Nell’ambito psicoterapeutico, l’analisi dell’autostima e della fiducia in sé stessi rivela un intricato legame tra la percezione interna e il modo in cui l’individuo si relaziona con il mondo esterno. L’autostima infatti, oltre ad avere un impatto diretto sul nostro modo di interpretare la realtà, ha anche un’influenza significativa sull’immagine che proiettiamo agli altri. Il modo in cui ci percepiamo internamente si riflette inevitabilmente nei nostri comportamenti, espressioni e atteggiamenti verso gli altri.

Questo legame tra autostima e percezione altrui crea un ciclo interattivo: la nostra autostima influenza il nostro comportamento sociale, che a sua volta determina le reazioni e i feedback che riceviamo dagli altri. Questo circolo vizioso può essere interrotto attraverso l’autoconsapevolezza e il lavoro su sé stessi. L’autoanalisi delle proprie convinzioni limitanti e la pratica di nuovi modelli di comportamento possono contribuire a cambiare il modo in cui ci percepiamo e veniamo percepiti dagli altri. Attraverso l’adattamento e la crescita personale, è possibile trasformare un circolo vizioso in un circolo virtuoso, in cui la fiducia in sé stessi si traduce in interazioni più positive e in una maggiore autostima, alimentandosi reciprocamente per un benessere psicologico duraturo.

Bassa autostima, origini

Le radici della bassa autostima spesso si intrecciano con le esperienze dell’infanzia, creando un impatto duraturo sulla percezione di sé nell’età adulta. L’infanzia, in particolare, svolge un ruolo cruciale nella formazione dell’autostima. Le interazioni con genitori, caregiver e coetanei possono lasciare un’impronta profonda nella psiche dell’individuo. Ad esempio, un ambiente familiare in cui prevale la critica e l’insicurezza può generare un’autostima fragile e negativa. Similmente, il bullismo o l’abuso subito durante l’infanzia possono influenzare la percezione di sé, erodendo la fiducia e promuovendo pensieri negativi.

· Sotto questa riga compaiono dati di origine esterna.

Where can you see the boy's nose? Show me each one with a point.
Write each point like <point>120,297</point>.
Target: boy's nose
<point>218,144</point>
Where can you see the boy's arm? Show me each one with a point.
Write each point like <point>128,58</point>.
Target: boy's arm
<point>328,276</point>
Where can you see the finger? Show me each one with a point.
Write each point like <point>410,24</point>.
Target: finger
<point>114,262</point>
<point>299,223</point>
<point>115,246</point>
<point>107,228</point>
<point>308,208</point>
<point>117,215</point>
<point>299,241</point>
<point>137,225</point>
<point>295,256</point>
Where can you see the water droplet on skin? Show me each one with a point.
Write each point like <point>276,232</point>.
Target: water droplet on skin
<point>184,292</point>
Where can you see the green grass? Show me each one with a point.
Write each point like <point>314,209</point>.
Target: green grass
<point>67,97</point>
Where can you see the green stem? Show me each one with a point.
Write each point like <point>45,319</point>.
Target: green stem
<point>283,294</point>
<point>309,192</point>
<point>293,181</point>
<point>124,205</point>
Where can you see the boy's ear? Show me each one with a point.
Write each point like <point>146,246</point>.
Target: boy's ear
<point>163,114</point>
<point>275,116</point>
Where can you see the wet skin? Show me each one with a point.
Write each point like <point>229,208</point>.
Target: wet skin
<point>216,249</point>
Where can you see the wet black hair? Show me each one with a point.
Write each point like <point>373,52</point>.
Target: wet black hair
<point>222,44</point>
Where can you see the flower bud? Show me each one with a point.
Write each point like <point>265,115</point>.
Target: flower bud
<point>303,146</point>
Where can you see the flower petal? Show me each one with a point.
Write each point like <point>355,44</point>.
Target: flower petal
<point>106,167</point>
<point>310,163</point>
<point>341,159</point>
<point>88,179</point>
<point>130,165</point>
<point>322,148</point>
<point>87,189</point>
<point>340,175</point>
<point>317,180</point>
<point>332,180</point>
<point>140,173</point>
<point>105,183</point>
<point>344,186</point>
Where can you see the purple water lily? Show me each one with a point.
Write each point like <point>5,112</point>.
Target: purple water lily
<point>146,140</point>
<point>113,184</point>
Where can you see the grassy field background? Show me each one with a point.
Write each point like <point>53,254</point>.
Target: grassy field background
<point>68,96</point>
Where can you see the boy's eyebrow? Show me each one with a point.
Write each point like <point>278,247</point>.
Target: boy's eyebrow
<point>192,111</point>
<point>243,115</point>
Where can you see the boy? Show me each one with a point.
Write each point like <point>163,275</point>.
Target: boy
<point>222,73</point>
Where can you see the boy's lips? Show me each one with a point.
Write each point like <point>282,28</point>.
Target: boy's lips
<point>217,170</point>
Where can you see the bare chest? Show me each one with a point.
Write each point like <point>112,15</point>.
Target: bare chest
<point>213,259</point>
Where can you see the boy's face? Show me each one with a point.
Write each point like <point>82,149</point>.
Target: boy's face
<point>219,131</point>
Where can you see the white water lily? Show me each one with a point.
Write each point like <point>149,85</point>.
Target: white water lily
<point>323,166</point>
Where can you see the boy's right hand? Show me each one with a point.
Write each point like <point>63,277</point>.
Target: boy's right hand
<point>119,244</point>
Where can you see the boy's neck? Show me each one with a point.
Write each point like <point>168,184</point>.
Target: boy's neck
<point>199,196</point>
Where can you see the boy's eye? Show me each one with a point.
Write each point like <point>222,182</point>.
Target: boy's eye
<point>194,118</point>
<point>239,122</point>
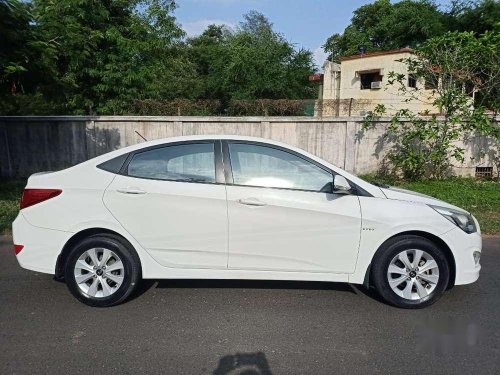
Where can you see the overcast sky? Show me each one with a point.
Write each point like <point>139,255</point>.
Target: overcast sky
<point>306,23</point>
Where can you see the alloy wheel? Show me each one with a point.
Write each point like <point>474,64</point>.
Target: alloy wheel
<point>99,272</point>
<point>413,274</point>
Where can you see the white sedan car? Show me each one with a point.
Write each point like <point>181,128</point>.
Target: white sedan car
<point>230,207</point>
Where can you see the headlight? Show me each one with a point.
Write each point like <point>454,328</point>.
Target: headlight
<point>461,219</point>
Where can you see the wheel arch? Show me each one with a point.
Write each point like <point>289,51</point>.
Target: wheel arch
<point>77,237</point>
<point>431,237</point>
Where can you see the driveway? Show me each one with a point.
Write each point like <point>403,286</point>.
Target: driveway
<point>229,327</point>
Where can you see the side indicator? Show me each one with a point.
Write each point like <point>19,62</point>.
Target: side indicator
<point>18,248</point>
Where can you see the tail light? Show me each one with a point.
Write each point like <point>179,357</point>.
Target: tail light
<point>33,196</point>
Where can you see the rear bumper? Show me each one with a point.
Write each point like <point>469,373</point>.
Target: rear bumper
<point>463,246</point>
<point>41,246</point>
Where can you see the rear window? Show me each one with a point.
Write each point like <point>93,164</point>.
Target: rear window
<point>114,165</point>
<point>194,162</point>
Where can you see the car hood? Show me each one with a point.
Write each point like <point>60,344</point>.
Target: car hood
<point>411,196</point>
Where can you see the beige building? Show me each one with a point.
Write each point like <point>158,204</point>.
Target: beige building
<point>360,82</point>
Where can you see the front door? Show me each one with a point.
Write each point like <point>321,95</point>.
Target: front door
<point>283,215</point>
<point>169,200</point>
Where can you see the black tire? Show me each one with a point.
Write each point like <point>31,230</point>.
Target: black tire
<point>131,269</point>
<point>388,251</point>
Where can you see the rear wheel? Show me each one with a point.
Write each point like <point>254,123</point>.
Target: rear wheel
<point>410,272</point>
<point>102,270</point>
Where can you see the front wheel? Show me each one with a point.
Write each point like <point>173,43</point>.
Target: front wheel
<point>410,272</point>
<point>102,270</point>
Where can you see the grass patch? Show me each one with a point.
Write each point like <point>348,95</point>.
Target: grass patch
<point>10,194</point>
<point>481,198</point>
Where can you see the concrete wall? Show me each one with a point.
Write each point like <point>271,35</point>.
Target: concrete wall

L’elaborazione di queste esperienze attraverso la terapia può essere un passo cruciale verso la guarigione e il rafforzamento dell’autostima. Con il sostegno di un terapeuta competente, gli individui possono apprendere nuovi modi di affrontare il passato, riscoprire la propria forza interiore e sviluppare una visione più equilibrata e positiva di sé stessi.

Autostima e salute mentale

Una bassa autostima può generare un complesso spettro di implicazioni negative per la salute mentale. Queste implicazioni si riflettono in una serie di sintomi e sfide che possono erodere il benessere psicologico e ostacolare il funzionamento globale dell’individuo.

È infatti spesso associata a sintomi depressivi, caratterizzati da umore depresso persistente, perdita di interesse per le attività, fatica e sentimenti di inutilità. Questa relazione è radicata nell’autovalutazione negativa che spesso accompagna la bassa autostima, contribuendo all’insorgenza di emozioni depressive. Inoltre può innescare manifestazioni ansiose, evidenziando un senso di inadeguatezza e una paura costante di essere giudicati negativamente dagli altri. Questa ansia sociale può limitare le interazioni sociali e generare sentimenti di isolamento, alimentando ulteriormente il ciclo negativo.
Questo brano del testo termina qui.